Je ne crois pas que ce soit faire preuve
d'archaïsme que de rappeler que selon Lacordaire et bien d'autres, "Entre
le fort et le faible, entre le riche et le pauvre, entre le maître et le
serviteur, c’est la liberté qui opprime, c’est la loi qui affranchit". La loi et les institutions qui en émanent et donc l'Etat, car
celui-ci tire sa légitimité du bon fonctionnement des institutions dont il est
le garant. Au premier rang desquelles, le Parlement. Et tout se boucle.
En fait cet article laisse un goût d’inachevé et procède par affirmation. "Le
retour aux trente glorieuses n'est ni possible ni souhaitable". Pas
"souhaitable" ? A moins que ce ne soit le mode de production a-écologique de l'époque qui soit visé,
je ne vois pas en quoi le retour à une période de faible chômage et de forte
croissance, par la régulation étatique et la construction de compromis sociaux
n'est pas souhaitable.... ne serait-ce qu'en reprenant la formule au niveau
européen et non plus strictement au niveau national.
L’archaïsme n’est pas de vouloir revenir aux trente glorieuses.

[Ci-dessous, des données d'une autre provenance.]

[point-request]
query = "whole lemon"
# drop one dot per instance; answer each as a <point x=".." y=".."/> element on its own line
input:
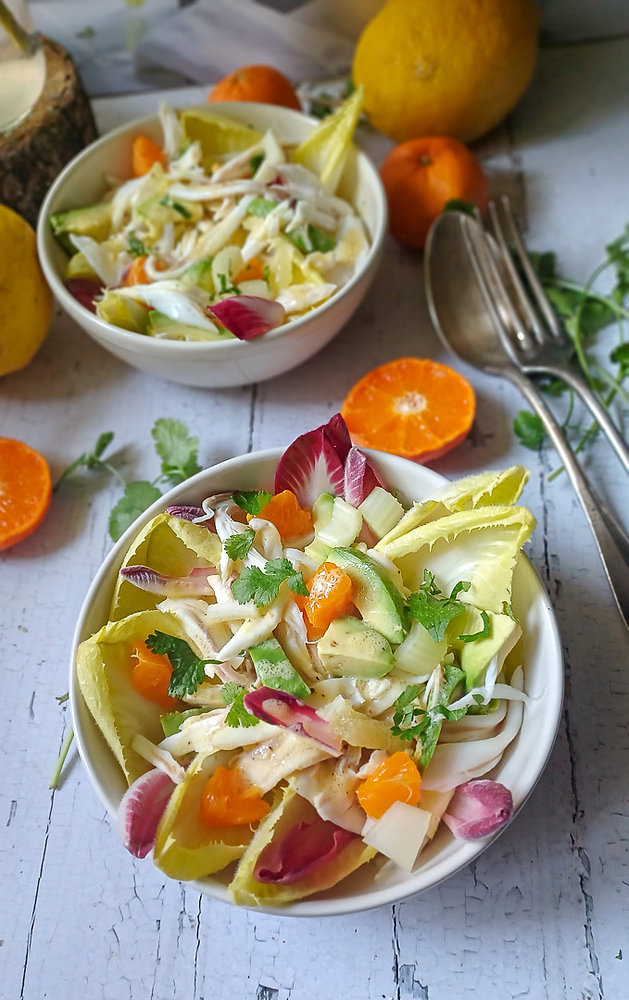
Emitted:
<point x="445" y="67"/>
<point x="25" y="299"/>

C’est de refuser d’examiner son possible pour peu qu’on en examine le développement au niveau européen avec le souci de rechercher les « trente glorieuses durables ».
En fait on ne comprend pas bien quel est l'avenir de la gauche dans cet article si ce n'est, peut-être, de rejoindre le futur parti démocrate de François Bayrou.
Cela se défend, mais alors, autant le dire franchement, non ?
En revanche je rejoins Zaki Laïdi sur le nécessaire aggiornamento de la gauche sur la mondialisation : la mondialisation est avant tout un processus de redistribution de la richesse et de la puissance dans de nouveaux espaces. Elle consacre la fin de la rente de l'Occident sur le monde. Et de cela il est insupportable de voir des forces de gauche s'inquiéter. Reste à trouver une solution pour que cette redistribution ne soit pas un simple vase communiquant, mais bien plutôt un phénomène permettant une amélioration des niveaux de vie pour tous.